En 2000, le décès brutal de son épouse après plus de soixante ans de vie commune, affecte profondément André Reboullet. Entouré de ses enfants et petits-enfants, alternant ses séjours entre Paris et Plougasnou (terre natale d’Yvonne Fichoux), lecteur toujours assidu malgré les troubles de vision qu’il connaît, il entre enfin paisiblement dans une forme de retraite.

Bientôt un quart de siècle après la création de la SIHFLES et cinquante ans après celle du Français dans le monde, nous avons toute raison de saluer ici la mémoire de cet infatigable entrepreneur, honnête homme et très grand monsieur du domaine « français langue étrangère » auquel il apporta bien plus qu’un nom. Dans le numéro 21 de Documents, Willem Frijhoff, imaginant avec humour un « Quatre-vingt-dix-neuvième dialogue à la manière de Pierre Marin, précepteur des petits Bataves, par Guillaume, sieur de Librecourt » le voulait « dédié au Sieur André Reboullet, marquis de Lhomond, mousquetaire au régiment de la Lingua Franca, ancien commandant de la Troupe Joyeuse du FLES ». Et Jean-Claude Chevalier terminait son propre texte d’hommage par ces mots : « Reboullet tout simplement. Merveilleux Reboullet ».

Daniel Coste

Notes

1 L’opuscule, dirigé par André Reboullet et Hugo Vera Meigg, s’intitule Pedro de Valdivia 641, le collège de l’Alliance française (1940-1958). On y apprend que Reboullet avait (déjà !) mis en place avec son prédécesseur puis animé une revue locale nommée Chantecler.

2 Toujours aussi discrètement, Reboullet saura, après le coup d’État de Pinochet, venir efficacement en aide à des universitaires chiliens menacés par la dictature et qui avaient trouvé refuge en France.

3 Jusqu’alors on ne parlait que de « français » tout court et la désignation nou-velle était appelée à un avenir durable !

4  On ne résistera pas au plaisir de citer ces quelques lignes d’un croquis tracé par Jean-Claude Chevalier – entre La Bruyère et Saint-Simon – dans le numéro de Documents marquant les 10 ans de la SIHFLES, où, évoquant l’entreprise du Français dans le monde, il écrit : « À la base, au centre, à la circonférence, l’animateur-fondateur Reboullet, froid et chaleureux, ses cheveux blancs et gris impeccablement rangés au-dessus de la main tendue, animant avec un sens flegmatique de l’organisation cette machinerie qui allait recouvrir le monde entier […] Un rien distant : en ces temps de tutoiement universel, il était l’exception qui vouvoyait. Et peut-être même un peu autoritaire. » (Documents 21, daté de juin 1998, p. 202). Ce numéro 21 de Documents était dédié à André Reboullet.
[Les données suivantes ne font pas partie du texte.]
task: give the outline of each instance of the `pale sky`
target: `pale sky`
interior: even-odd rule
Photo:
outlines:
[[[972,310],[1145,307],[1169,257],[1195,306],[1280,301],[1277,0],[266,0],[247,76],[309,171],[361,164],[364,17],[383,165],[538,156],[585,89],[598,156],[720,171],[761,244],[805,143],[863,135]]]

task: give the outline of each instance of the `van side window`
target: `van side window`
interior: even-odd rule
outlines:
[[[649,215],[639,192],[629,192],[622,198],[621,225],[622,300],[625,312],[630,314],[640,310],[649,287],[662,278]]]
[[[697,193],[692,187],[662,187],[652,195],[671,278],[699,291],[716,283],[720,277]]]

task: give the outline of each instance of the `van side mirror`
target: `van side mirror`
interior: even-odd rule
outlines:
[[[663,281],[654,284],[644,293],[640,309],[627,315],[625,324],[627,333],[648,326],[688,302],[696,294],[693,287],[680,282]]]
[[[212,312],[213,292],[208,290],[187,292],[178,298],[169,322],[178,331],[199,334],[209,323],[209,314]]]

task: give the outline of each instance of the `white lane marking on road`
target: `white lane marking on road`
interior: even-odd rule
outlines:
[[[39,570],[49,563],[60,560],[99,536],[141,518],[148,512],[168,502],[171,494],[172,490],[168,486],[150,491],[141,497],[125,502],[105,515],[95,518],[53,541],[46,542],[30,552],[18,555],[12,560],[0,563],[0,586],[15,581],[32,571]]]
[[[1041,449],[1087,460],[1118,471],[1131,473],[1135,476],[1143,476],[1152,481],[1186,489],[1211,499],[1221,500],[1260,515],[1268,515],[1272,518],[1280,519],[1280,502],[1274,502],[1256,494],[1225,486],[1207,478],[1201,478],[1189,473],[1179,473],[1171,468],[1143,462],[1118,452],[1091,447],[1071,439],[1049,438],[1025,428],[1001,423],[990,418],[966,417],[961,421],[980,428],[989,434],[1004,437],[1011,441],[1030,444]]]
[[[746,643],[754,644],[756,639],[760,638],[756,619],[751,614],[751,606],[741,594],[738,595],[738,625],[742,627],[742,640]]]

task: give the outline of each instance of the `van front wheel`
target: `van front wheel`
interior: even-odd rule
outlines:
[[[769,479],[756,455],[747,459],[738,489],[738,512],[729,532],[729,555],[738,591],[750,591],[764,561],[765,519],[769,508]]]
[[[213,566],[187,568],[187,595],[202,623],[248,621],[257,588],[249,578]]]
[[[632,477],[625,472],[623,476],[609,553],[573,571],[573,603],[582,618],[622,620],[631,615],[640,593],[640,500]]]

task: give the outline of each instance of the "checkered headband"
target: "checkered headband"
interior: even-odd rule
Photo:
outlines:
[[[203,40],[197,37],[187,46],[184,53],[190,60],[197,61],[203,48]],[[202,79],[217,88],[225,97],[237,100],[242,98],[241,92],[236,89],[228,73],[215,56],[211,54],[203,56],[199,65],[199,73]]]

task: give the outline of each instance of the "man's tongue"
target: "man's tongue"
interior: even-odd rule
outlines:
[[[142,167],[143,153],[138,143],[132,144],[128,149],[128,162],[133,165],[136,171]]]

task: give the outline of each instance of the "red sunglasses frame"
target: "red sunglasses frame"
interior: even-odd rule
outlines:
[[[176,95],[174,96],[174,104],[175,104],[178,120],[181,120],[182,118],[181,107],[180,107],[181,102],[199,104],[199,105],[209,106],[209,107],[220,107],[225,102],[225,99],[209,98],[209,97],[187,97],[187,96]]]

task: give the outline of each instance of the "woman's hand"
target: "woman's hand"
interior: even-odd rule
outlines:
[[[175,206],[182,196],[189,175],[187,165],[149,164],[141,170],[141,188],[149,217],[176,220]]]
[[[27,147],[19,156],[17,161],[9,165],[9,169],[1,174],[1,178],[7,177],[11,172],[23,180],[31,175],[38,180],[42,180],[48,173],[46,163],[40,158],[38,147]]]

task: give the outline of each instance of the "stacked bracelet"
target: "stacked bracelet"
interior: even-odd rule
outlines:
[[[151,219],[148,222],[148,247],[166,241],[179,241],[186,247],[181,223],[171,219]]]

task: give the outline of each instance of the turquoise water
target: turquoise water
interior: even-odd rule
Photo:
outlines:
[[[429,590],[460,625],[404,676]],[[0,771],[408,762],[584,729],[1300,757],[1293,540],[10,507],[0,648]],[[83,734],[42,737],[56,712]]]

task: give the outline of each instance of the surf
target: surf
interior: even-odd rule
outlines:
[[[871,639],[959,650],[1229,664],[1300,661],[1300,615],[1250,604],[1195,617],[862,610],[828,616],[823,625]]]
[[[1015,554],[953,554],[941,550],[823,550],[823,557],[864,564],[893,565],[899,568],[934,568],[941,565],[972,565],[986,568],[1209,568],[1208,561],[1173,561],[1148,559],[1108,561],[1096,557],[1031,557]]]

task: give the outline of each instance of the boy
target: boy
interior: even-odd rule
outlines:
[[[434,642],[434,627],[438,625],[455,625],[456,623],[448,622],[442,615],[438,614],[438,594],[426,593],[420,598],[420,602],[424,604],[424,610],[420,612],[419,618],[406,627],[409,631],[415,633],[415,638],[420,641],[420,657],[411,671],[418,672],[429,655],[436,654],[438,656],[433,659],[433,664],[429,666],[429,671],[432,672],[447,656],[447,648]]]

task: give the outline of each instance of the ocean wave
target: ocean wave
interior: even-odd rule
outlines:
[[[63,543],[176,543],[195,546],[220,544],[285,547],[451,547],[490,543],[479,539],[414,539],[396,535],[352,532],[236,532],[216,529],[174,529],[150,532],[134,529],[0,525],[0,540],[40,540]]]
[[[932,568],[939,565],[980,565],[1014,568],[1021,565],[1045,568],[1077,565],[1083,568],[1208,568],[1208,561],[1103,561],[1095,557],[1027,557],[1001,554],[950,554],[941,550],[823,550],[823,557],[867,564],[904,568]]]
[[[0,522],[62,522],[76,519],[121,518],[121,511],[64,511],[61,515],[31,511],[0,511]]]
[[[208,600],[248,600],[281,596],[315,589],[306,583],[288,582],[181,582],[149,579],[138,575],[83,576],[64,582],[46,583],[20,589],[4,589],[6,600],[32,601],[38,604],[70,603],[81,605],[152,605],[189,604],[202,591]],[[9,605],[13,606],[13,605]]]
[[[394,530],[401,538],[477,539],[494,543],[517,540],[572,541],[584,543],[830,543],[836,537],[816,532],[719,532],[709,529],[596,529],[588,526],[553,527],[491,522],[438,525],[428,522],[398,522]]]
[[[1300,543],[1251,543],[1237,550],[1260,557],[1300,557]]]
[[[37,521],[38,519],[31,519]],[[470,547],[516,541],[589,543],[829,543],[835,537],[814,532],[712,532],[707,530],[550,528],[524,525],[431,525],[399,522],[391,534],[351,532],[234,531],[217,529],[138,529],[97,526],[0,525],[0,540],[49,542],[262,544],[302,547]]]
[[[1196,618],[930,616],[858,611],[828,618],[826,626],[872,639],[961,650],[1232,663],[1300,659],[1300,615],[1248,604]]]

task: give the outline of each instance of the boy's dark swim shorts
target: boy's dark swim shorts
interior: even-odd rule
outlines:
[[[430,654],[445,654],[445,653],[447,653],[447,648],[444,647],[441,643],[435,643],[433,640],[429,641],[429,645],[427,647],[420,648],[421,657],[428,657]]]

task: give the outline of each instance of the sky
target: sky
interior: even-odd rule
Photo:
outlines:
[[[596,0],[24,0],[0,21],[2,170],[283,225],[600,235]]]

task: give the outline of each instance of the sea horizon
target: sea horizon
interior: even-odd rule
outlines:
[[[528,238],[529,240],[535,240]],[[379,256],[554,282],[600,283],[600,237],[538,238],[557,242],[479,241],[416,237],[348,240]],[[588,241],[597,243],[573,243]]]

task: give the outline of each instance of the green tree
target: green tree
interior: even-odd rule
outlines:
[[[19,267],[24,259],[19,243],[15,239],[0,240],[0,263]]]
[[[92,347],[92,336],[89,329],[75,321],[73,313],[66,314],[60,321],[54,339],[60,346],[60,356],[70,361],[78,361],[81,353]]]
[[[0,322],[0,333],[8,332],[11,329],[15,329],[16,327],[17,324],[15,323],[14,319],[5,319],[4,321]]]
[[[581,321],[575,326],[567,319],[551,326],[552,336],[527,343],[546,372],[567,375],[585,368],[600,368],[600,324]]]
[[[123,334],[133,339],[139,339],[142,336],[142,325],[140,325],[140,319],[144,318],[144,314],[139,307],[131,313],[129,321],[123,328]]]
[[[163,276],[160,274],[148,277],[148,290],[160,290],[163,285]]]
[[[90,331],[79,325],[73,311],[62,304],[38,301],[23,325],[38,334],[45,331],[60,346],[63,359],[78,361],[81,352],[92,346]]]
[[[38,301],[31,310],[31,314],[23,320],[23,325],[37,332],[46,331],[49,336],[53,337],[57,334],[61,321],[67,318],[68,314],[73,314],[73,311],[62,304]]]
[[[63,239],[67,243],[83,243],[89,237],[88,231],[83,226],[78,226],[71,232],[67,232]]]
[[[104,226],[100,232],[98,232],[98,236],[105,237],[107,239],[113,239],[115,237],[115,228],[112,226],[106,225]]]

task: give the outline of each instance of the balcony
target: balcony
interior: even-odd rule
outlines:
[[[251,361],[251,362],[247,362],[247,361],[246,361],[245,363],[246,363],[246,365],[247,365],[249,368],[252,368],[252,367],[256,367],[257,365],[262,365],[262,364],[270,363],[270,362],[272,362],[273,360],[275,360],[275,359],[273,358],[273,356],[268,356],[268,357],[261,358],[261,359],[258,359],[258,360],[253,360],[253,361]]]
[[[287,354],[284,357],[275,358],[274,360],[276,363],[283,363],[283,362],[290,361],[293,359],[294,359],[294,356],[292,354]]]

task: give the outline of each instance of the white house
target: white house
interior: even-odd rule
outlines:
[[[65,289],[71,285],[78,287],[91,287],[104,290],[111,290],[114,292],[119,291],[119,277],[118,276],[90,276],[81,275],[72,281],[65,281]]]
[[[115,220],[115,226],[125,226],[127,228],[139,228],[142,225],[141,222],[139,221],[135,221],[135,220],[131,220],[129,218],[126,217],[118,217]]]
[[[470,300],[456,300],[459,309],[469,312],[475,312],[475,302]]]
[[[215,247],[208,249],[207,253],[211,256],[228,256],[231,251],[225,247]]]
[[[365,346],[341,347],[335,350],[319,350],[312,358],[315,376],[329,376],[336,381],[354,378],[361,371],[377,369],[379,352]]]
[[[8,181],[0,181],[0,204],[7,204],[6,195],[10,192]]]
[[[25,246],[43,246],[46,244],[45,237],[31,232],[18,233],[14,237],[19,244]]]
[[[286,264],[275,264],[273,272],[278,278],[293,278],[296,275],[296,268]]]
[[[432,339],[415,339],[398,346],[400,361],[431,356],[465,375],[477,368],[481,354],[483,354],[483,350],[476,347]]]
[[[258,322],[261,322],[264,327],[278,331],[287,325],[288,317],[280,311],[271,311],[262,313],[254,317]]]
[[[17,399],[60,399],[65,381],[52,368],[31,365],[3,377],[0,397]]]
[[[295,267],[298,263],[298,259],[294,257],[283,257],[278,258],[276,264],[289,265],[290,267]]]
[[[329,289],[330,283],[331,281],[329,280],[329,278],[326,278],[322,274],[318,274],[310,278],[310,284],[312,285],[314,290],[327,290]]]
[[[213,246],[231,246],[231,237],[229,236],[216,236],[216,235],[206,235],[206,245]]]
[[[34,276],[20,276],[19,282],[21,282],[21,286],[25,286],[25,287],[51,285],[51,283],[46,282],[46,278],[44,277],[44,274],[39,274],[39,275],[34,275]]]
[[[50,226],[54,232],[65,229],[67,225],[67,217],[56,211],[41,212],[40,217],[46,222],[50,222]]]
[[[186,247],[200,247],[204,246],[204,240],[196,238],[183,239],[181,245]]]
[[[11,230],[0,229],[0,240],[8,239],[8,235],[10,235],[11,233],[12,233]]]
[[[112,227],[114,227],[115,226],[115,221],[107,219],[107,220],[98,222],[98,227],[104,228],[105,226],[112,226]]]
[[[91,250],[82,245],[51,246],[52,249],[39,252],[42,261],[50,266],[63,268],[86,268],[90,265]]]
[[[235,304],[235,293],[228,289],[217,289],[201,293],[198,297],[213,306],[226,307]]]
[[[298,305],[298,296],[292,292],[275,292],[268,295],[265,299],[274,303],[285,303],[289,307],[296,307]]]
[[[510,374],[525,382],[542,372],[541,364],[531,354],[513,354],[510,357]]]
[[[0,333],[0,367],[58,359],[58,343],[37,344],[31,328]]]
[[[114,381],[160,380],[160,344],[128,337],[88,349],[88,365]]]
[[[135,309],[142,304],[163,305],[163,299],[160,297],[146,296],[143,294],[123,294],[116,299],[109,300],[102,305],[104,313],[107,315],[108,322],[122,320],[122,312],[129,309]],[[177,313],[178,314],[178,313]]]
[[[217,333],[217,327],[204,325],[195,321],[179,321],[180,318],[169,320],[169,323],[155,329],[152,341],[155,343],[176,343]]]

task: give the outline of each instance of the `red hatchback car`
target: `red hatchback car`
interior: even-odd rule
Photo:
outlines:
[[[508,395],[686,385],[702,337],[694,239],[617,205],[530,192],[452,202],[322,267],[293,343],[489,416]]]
5  Ensuite rebaptisée Association française des enseignants de français (AFEF).

6  Tous deux seront fortement impliqués dans les premières années de la SIHFLES, dont Jacques Verdol fut aussi un dynamique secrétaire général.

7  Un des derniers textes (sinon le dernier, si l’on met à part le petit volume « chilien » mentionné plus haut) qu’il publie (« Jean Marx -1884-1972- entre-deux-guerres ») paraît en 2001 dans le volume Changements politiques et statut des langues. Histoire et épistémologie 1780-1945, dirigé par M.-C. Kok Escalle et F. Melka. Le volume résulte d’un colloque organisé à Utrecht en 1999, mais auquel A. Reboullet n’était pas présent, ayant simplement envoyé sa contribution.